“Once you can accept the universe as being something expanding into an infinite nothing which is something, wearing stripes with plaid is easy.” –Albert Einstein
I keep having dreams of not finding the proper outfit to wear. It’s someone else’s closet. It’s my mother’s, my dorm roommate, or everything’s too tight or too loose. And in the meantime, there’s a mob waiting outside.
When you grow up in a small city where everyone measures you up based on the ensemble (and heritage or drinks consumed,) it’s quite difficult to like yourself. So, you try to conform, measure up to everyone’s expectations and follow the crowd. Until one day, you’re gazing at the truth mirror and notice you’re wearing someone else’s clothes. Or that you’ve been closeted inside too long. The recurring dream tells you: you are not comfortable in your own skin.
“I think the reward for conformity is that everyone likes you except yourself.” -Rita Mae Brown
I used to worry about how people would take in my writing. Brood over how many would read, if they read to the finish, if I kindled fire, or even had enough for a flicker. But I’ve outgrown the need for validation. As though I am now able to simply wear my heart on my sleeve: writing for me and the one or two souls that read; hoping for 1 or 2 things that set them alight; or have at least enough for a spark.
And there was a time when I agonized over the banquets at home. I would lose sleep over the nitty-gritty, including the quintessential spoon rest. But the friends (let them be true) you invite must know you enough so mismatched plates or tarnished silver won’t ruin the reputation. They (let them be true) wouldn’t censure you for your faux pas. And I tell you, they will see through and beneath your perfect tapestry anyway.
It’s your life — but only if you make it so. The standards by which you live must be your own standards, your own values, your own convictions in regard to what is right and wrong, what is true and false, what is important and what is trivial. When you adopt the standards and the values of someone else or a community or a pressure group, you surrender your own integrity. You become, to the extent of your surrender, less of a human being- Eleanor Roosevelt
Absent a respect for your own truth, you lock yourself inside. Closeted. Under layers. It may be tough to find the self underneath shapeless, tight-fitting garb. And, as you follow the crowd, you on the flip side, get alienated from yourself.

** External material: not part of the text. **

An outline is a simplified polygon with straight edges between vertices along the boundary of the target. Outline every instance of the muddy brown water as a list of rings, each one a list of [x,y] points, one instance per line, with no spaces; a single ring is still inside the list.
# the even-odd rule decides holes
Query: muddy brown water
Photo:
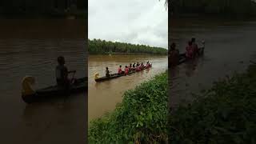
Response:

Or despise the rebels and the freedom fighters, the ones who bravely stand their ground apart from everyone else.
To belong to oneself. And not anyone else.
It takes pluck and boldness to live out of oneself, at home in one’s truth. You risk being alienated. An anti-social. A snob. (My sister tags me a hipster, but that’s still a label and I want to be my own brand.) When you have enough self-respect to know your own worth; you can ignore catcalls and jeers. You have gone through the wardrobe and thrown out the ones that don’t fit. People think you are indifferent to the rest of the world. But you are not. You’re just being different. Authentic makes you a mis-fit, of a cast unlike society’s mold.
And while you expect it’s simpler to borrow, mimic a trend, or tag along the mob, it is not. There’s a great deal of effort altering someone’s clothes so it fits you well. And then you’ll need to handle it with care, worrying about tears, minding that it gets tattered or worn-out. It’s also quite exhausting to keep to a trend. Imagine the hours spent on research and development. Lastly, there’s no telling where the mob will lead you, probably to your own graveyard.
“This above all: to thine own self be true.”
With the clothes that are yours, who cares if they’re worn out? I adore frayed and threadbare; they’re more comfortable that way. Grow into yourself. Be your own brand- with your own standards, your values, what you see as right, as wrong, the essential, and the unimportant. And then, when you have worked that out, be responsible for the ensemble, and the space it takes in your closet.
(In the meantime, there’s a mob waiting outside.)
Hi Paula, I’ve been a lurker-fan of yours for some time now, and I just wanted to say that your writing does kindle a fire in this obscure reader. Thank you for sharing your gift for words.
Hi I just realized I didn’t get to reply to you at all. Sorry for the late reply. Thank you for such inspiring words. The words come and luckily, I catch them sometimes. I do hope I can merit the grace. All the best.